El equipo de investigadores diseñó un modelo tecnoeconómico que integra objetivos de biodiversidad, sostenibilidad agrícola y respeto a los derechos indígenas. Este modelo permitió trazar un “mapa de semáforo” que identifica zonas óptimas (verde), zonas de negociación (naranja) y zonas prohibidas (rojo) para la expansión renovable. Según el estudio, el actual sistema de zonas energéticas australiano podría superponerse en más del 90% de su superficie con áreas de exclusión por biodiversidad, lo que urge a replantear la planificación.
El desafío no es menor: la velocidad y magnitud requeridas para instalar nueva infraestructura energética no tienen precedentes en la historia australiana. Pero los autores insisten en que no es solo posible, sino necesario incorporar las distintas voces en la toma de decisiones. El diálogo con agricultores, conservacionistas y pueblos indígenas resulta clave para evitar conflictos y lograr un desarrollo armónico.

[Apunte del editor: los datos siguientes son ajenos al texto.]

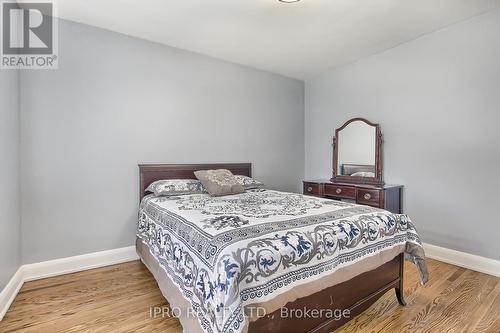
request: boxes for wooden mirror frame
[330,118,384,185]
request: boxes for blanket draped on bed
[137,190,428,333]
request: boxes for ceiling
[54,0,500,79]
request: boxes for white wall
[0,70,21,291]
[305,10,500,259]
[21,21,304,263]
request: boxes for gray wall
[21,21,304,263]
[305,10,500,259]
[0,70,21,291]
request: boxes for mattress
[137,189,427,333]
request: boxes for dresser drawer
[325,184,356,199]
[356,188,381,207]
[304,183,320,196]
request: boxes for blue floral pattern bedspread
[137,190,427,333]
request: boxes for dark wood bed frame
[139,163,406,333]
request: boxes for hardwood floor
[0,260,500,333]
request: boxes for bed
[136,163,428,333]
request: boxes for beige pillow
[194,169,245,196]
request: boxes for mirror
[332,118,382,184]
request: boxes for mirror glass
[337,120,377,177]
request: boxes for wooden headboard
[139,163,252,200]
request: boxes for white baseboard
[424,243,500,277]
[0,244,500,320]
[0,266,24,321]
[0,246,139,321]
[23,246,139,282]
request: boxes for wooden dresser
[303,180,403,214]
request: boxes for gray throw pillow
[234,175,265,190]
[146,179,207,196]
[194,169,245,196]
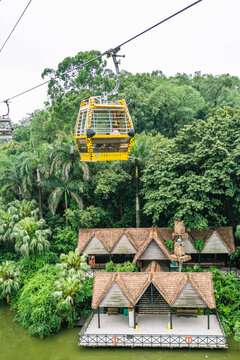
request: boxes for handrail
[78,333,228,348]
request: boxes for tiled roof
[77,226,235,258]
[92,272,216,309]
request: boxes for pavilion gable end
[201,231,230,254]
[173,281,207,308]
[111,234,137,254]
[82,235,108,255]
[99,283,131,307]
[139,239,168,260]
[182,238,197,254]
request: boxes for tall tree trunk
[36,167,43,219]
[119,196,123,218]
[18,185,23,201]
[135,164,140,228]
[65,191,68,226]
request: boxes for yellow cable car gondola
[75,49,134,161]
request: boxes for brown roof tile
[133,228,171,263]
[145,261,164,272]
[77,226,235,258]
[92,272,216,309]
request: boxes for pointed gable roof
[144,260,163,272]
[77,226,235,259]
[189,226,235,252]
[92,272,216,309]
[133,228,171,263]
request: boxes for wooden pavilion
[77,222,235,271]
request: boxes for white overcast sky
[0,0,240,123]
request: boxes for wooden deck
[79,314,227,348]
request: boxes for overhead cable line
[0,0,32,52]
[0,0,202,103]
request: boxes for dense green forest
[0,51,240,336]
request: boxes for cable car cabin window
[76,110,87,136]
[92,136,130,153]
[75,97,134,161]
[77,139,87,153]
[90,109,130,135]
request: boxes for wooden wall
[173,282,207,308]
[99,283,131,307]
[182,239,197,254]
[139,240,168,260]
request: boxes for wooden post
[98,307,100,329]
[208,309,210,330]
[133,306,136,329]
[170,308,172,329]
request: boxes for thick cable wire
[0,0,202,103]
[0,0,32,52]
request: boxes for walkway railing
[78,334,227,348]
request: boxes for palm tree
[0,204,20,246]
[0,261,21,303]
[131,136,149,228]
[46,134,89,225]
[19,148,46,219]
[11,217,51,260]
[53,275,81,307]
[0,154,23,201]
[48,174,84,217]
[51,133,89,181]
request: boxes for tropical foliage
[0,50,240,337]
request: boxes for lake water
[0,305,240,360]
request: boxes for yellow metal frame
[74,98,133,161]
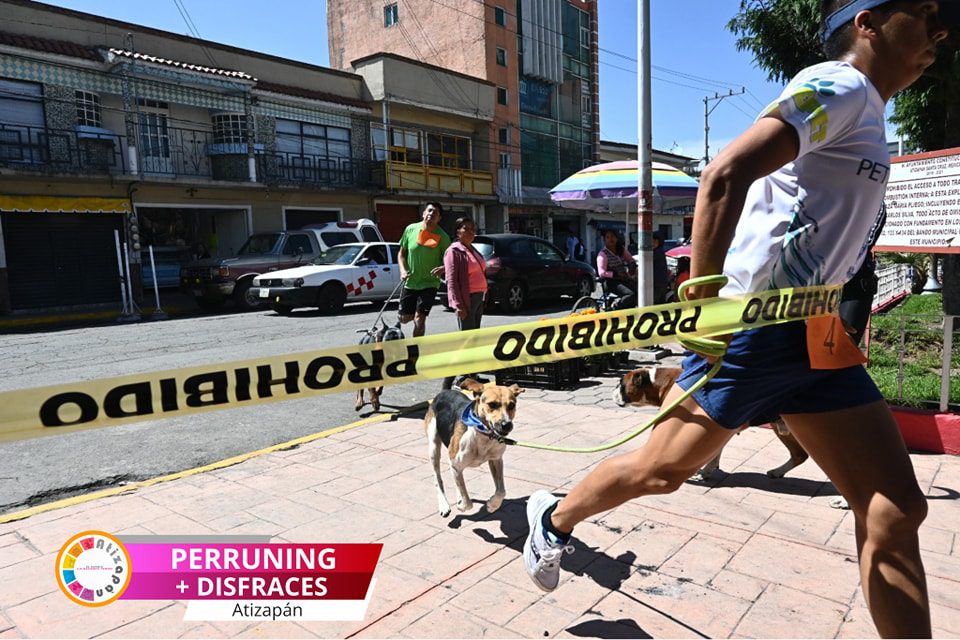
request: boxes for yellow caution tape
[0,285,841,442]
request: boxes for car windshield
[313,245,363,264]
[237,233,280,256]
[473,240,493,260]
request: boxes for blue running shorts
[677,321,883,429]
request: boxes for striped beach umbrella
[550,160,698,209]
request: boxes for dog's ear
[460,378,483,398]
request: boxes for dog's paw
[829,496,850,509]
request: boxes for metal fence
[0,124,127,174]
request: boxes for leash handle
[677,275,727,358]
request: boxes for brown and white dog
[613,367,809,479]
[423,378,523,517]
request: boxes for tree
[727,0,960,151]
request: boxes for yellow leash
[503,276,727,453]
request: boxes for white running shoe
[523,489,573,591]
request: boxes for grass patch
[867,294,960,408]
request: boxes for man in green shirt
[400,202,450,337]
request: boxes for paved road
[0,299,588,513]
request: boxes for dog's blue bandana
[460,402,493,436]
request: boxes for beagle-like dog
[423,378,523,517]
[613,367,809,480]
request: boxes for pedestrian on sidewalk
[597,229,637,309]
[523,0,955,637]
[443,216,487,389]
[398,202,450,338]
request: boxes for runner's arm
[688,112,800,299]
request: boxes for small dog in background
[353,322,403,411]
[613,367,809,480]
[423,378,523,517]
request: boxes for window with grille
[213,113,247,144]
[383,2,400,27]
[76,91,103,127]
[427,133,470,169]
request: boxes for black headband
[820,0,960,43]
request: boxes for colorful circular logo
[56,531,130,607]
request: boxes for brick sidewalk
[0,392,960,638]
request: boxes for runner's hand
[680,282,733,363]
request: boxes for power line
[173,0,217,67]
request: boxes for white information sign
[876,148,960,253]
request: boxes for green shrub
[867,294,960,407]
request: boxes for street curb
[0,402,429,524]
[0,307,191,330]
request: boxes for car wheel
[317,282,347,315]
[502,280,527,313]
[570,296,600,313]
[573,278,593,298]
[196,298,226,311]
[233,278,263,311]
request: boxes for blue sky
[37,0,780,158]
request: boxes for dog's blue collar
[460,402,493,436]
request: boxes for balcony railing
[497,167,523,202]
[0,121,372,187]
[137,124,213,178]
[379,160,493,195]
[257,152,370,186]
[0,123,127,174]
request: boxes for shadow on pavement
[704,471,840,498]
[565,618,653,638]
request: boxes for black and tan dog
[613,367,809,479]
[423,378,523,517]
[353,322,403,411]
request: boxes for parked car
[180,218,383,311]
[441,233,596,313]
[140,246,190,290]
[250,242,400,315]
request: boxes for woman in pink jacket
[443,216,487,389]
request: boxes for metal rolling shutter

“Hay valores que deben respetarse: la protección de la biodiversidad, los derechos de las tierras indígenas y el apoyo a los agricultores”, sostiene el coautor Chris Greig, del Centro Andlinger para la Energía y el Medio Ambiente. “Todos deben integrarse en la planificación, junto con las preocupaciones climáticas”.
Aunque persisten incertidumbres, como la falta de datos sobre la respuesta de muchas especies al cambio climático, los científicos afirman que no se puede demorar la acción. Utilizar los mejores datos disponibles, actualizar los modelos de planificación y actuar con flexibilidad serán esenciales para un futuro limpio y justo.
Este estudio es un llamado de atención a los planificadores y responsables de políticas públicas, el futuro energético de Australia puede ser limpio, justo y respetuoso con el entorno, pero solo si se abordan las necesidades sociales, ambientales y productivas de forma integrada y colaborativa.